Poll: impact of off-target effects on CRISPR as a tool?


5 thoughts on “Poll: impact of off-target effects on CRISPR as a tool?

  1. Doesn’t it depend a lot on the context? If it’s work where the accuracy doesn’t matter too much – in vitro work where good v bad cells can subsequently be sorted or in vivo work with organisms whose health isn’t a major concern (C elegans), it wouldn’t matter. If it were in human embryos intended to give rise to babies, it would matter enormously!

    • Hi Hank,
      You are right. It will depend. In this poll I was just trying to get the overall feeling on how serious this is or not to people.

  2. Paul and all:

    I would just like to know if there are consistent observations. I’m sure that the off-target effects are dependent on the gene being targeted as well as the design of the experiment.
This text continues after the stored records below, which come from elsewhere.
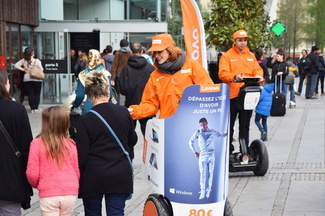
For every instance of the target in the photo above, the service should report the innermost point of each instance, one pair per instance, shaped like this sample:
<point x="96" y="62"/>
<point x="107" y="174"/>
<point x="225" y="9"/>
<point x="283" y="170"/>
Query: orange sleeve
<point x="225" y="73"/>
<point x="257" y="70"/>
<point x="149" y="103"/>
<point x="200" y="75"/>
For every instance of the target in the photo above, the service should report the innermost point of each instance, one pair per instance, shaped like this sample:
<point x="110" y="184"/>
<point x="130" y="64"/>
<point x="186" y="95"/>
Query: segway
<point x="255" y="157"/>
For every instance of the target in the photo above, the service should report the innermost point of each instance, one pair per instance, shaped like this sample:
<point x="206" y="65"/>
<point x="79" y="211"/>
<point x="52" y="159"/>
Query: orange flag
<point x="194" y="34"/>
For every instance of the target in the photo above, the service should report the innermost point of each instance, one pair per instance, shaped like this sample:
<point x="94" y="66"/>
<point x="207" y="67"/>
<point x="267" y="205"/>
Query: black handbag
<point x="119" y="142"/>
<point x="25" y="205"/>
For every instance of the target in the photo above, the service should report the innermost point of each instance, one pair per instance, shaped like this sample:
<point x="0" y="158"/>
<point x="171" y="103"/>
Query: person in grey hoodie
<point x="109" y="58"/>
<point x="290" y="79"/>
<point x="134" y="78"/>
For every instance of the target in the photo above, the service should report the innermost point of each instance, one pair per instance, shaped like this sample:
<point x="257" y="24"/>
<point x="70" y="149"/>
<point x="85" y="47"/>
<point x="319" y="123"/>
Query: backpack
<point x="321" y="68"/>
<point x="307" y="65"/>
<point x="292" y="73"/>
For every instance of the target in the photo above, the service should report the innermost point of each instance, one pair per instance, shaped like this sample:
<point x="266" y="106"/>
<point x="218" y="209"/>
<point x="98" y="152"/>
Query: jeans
<point x="321" y="81"/>
<point x="262" y="127"/>
<point x="143" y="123"/>
<point x="311" y="84"/>
<point x="57" y="205"/>
<point x="292" y="92"/>
<point x="284" y="89"/>
<point x="206" y="167"/>
<point x="10" y="208"/>
<point x="114" y="202"/>
<point x="234" y="111"/>
<point x="301" y="82"/>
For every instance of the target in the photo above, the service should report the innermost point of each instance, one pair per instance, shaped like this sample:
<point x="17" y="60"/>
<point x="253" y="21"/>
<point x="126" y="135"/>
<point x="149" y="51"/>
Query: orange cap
<point x="161" y="42"/>
<point x="240" y="34"/>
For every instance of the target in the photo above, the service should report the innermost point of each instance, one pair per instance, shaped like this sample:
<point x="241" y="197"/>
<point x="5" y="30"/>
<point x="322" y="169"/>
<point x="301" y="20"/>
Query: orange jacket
<point x="232" y="63"/>
<point x="164" y="91"/>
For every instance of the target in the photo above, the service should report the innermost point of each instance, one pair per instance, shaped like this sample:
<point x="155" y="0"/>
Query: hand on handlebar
<point x="238" y="77"/>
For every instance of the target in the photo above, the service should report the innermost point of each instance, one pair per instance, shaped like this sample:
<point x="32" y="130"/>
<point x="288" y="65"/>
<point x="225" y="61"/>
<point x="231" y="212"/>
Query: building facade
<point x="52" y="28"/>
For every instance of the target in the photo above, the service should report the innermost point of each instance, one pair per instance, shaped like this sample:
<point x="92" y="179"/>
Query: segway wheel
<point x="157" y="205"/>
<point x="228" y="209"/>
<point x="258" y="152"/>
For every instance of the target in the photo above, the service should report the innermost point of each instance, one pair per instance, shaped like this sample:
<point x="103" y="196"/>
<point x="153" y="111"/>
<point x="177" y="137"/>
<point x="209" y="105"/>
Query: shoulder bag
<point x="36" y="72"/>
<point x="118" y="141"/>
<point x="26" y="204"/>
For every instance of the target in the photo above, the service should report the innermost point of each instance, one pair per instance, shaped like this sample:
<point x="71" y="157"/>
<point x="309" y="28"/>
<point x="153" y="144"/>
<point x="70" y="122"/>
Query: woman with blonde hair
<point x="32" y="85"/>
<point x="81" y="64"/>
<point x="53" y="164"/>
<point x="104" y="167"/>
<point x="15" y="191"/>
<point x="174" y="72"/>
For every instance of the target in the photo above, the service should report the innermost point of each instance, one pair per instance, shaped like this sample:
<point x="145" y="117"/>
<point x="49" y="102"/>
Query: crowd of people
<point x="94" y="166"/>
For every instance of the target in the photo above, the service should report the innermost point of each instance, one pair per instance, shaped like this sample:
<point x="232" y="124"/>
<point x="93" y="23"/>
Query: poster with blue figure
<point x="196" y="146"/>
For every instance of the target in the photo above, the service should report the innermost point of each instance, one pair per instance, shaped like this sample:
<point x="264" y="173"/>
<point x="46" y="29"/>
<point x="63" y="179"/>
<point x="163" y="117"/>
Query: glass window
<point x="147" y="9"/>
<point x="26" y="37"/>
<point x="104" y="10"/>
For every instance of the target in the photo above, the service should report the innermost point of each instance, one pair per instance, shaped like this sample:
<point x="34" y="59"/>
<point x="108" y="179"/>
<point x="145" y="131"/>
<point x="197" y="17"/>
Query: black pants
<point x="33" y="89"/>
<point x="143" y="124"/>
<point x="321" y="81"/>
<point x="234" y="111"/>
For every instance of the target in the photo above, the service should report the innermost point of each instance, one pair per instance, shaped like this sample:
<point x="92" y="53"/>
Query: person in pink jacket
<point x="52" y="165"/>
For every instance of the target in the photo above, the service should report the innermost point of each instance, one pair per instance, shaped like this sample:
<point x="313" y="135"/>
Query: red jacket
<point x="232" y="63"/>
<point x="164" y="91"/>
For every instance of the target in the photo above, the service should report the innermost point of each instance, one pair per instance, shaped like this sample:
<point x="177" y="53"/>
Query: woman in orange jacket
<point x="236" y="63"/>
<point x="174" y="72"/>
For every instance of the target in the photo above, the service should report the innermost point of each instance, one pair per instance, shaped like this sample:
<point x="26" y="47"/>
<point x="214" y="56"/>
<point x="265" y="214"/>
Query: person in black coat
<point x="312" y="73"/>
<point x="279" y="71"/>
<point x="301" y="70"/>
<point x="15" y="190"/>
<point x="104" y="168"/>
<point x="134" y="78"/>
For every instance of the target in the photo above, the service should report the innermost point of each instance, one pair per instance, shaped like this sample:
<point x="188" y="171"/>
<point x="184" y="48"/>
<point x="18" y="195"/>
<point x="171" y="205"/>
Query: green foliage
<point x="305" y="23"/>
<point x="228" y="16"/>
<point x="292" y="14"/>
<point x="175" y="23"/>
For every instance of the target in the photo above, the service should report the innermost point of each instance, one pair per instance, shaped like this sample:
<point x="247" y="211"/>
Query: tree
<point x="292" y="14"/>
<point x="228" y="16"/>
<point x="316" y="25"/>
<point x="175" y="23"/>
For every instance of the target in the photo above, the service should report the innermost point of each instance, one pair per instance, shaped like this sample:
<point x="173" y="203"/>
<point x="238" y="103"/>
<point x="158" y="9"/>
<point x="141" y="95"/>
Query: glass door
<point x="13" y="55"/>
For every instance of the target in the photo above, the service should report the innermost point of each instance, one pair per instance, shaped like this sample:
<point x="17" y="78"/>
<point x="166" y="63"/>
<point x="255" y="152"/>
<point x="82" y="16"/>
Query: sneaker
<point x="208" y="193"/>
<point x="39" y="110"/>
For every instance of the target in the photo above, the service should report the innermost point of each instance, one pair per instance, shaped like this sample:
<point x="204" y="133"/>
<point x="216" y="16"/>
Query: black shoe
<point x="263" y="136"/>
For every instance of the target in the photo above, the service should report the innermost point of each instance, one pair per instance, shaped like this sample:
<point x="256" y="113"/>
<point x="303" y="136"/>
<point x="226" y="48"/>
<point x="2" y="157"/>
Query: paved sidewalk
<point x="294" y="184"/>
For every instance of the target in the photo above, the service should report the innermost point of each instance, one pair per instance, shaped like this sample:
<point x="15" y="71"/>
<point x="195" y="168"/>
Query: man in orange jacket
<point x="174" y="72"/>
<point x="236" y="63"/>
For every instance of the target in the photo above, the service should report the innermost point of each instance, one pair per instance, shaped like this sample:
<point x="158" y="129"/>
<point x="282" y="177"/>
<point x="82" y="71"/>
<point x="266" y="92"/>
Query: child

    Sorry if I missed it, but has anyone done an investigation of multiple variables in hESCs or iPSCs? Back in the old days when we were doing straightforward homologous recombination to modify mouse ESCs, different labs got different results targeting the same genes. Is that happening in this case?

  3. @Jeanne,
    The off-target effects will definitely depend on the specific gene being targeted. They have to be evaluated on a case-by-case basis. So it is hard to make generalizations. However, we can hope over time that data will accumulate to paint general pictures about the incidences, the nature, etc.
    I’m not sure that anyone has done a systematic analysis of different variables in CRISPR gene editing human pluripotent stem cells.

  4. The data’s basically there already. Highly specific in embryos and ESCs and iPSCs, not so much in transformed cell lines (mostly those beginning with “H” and ending with “EK293T”). From my viewpoint, the missing piece is that the mechanism for this isn’t worked out, particularly why HEK293T seems so much more prone to use an error-prone repair pathway than what primary cells appear to use.

    The human embryo offtarget analysis was pointed out as largely flawed by Doug Mortlock I believe, leading to it actually being more on-target than those authors stated due to not controlling for genetic variation within the population the embyros came from.